Pitney Bowes Puts Its Stamp on Advanced Tech

Digital disruption is forcing almost every company in every industry to adapt and evolve. One business that is successfully navigating the transition to a digital framework is Pitney Bowes.

Although the public knows the 96-year-old firm mostly by its iconic postage meters, the company now uses sophisticated tools for mailing and shipping, global e-commerce, customer information management, location intelligence and data analytics. The journey has transformed Pitney Bowes, which boasts 1.5 million clients worldwide, including 90 percent of the Fortune 500.

“It’s critical to deliver SaaS-based products, but also to integrate and dynamically configure solutions to meet different client needs and pricing scenarios,” explains Pitney Bowes’ CIO Joe Schmitt. “In today’s marketplace, flexibility is absolutely essential. The goal is to create the maximum possible value for our clients so they can achieve the best possible results for their customers and clients.”

Pitney Bowes has built many of its business offerings into a Commerce Cloud Platform powered in part by Aria Systems. The vendor delivers strong support for billing systems and financial management capabilities—including usage-based and subscriptions systems—that operate within Pitney Bowes’ business framework.

In the past, Schmitt says, the company had to configure many components and processes manually to operate within an existing SAP ERP platform. The Aria platform integrates pricing configuration tools with its billing solution to create a highly flexible environment.

“It has provided us with the speed to market that we require,” he reports. “We are now able to set up multipe pricing schemas very quickly.”

Enterprise-Grade Capabilities Deliver Flexibility, Scalability

That’s no small matter for Pitney Bowes, which oversees about 750 different applications and solutions globally. When it came time to modernize, “We were faced with the proposition of re-architecting and, to the extent required, ripping out and replacing global enterprise applications to work within the existing SAP system,” Schmitt explains. “We wanted to put in place enterprise-grade capabilities that would deliver greater flexibility and scalability, but also continue to connect them to the ERP system and have everything operate seamlessly.”

Clients of all sizes can now securely access a full range of Pitney Bowes shipping, mailing, ecommerce, location intelligence, customer information management, customer engagement and payment solutions.

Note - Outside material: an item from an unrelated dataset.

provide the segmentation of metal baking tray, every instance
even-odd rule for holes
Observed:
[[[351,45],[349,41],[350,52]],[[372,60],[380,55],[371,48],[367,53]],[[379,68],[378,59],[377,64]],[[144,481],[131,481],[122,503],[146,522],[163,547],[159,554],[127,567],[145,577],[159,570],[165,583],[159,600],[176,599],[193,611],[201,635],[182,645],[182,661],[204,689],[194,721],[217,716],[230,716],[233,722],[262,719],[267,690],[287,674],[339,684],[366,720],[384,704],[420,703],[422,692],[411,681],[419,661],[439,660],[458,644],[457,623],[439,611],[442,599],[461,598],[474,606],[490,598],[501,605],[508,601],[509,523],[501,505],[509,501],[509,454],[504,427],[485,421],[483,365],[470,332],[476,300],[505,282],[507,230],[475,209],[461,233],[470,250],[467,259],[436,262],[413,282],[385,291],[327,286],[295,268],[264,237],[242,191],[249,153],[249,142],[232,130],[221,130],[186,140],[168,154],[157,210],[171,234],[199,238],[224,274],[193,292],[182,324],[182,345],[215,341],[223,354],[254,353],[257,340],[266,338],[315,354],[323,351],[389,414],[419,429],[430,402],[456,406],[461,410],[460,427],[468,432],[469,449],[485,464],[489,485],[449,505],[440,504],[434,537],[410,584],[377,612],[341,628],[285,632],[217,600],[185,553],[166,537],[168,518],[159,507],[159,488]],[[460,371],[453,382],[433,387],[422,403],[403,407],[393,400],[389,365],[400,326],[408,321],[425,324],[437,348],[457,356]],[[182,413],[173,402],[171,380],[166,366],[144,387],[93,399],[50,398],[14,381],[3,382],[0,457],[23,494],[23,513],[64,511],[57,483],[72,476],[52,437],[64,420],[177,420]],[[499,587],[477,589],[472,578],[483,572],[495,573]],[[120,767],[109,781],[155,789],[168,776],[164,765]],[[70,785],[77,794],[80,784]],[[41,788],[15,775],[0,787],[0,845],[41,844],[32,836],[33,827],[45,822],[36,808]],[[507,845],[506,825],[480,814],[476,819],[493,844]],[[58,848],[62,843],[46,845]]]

They are able to use PCs, mobile devices, connected metering devices, or APIs to handle transactions.

According to Schmitt, during testing, the platform demonstrated that it could accelerate the go-to-market timing of new products by a whopping 700 percent. In practical terms, what was once a 14-month application delivery process now takes only a few weeks. In addition, the system offers reporting and analytics tools that provide deeper insights into the business.

Schmitt reports that the end result is a better customer experience, accurate and transparent real-time pricing and billing information for customers, and improved security and compliance for Pitney Bowes.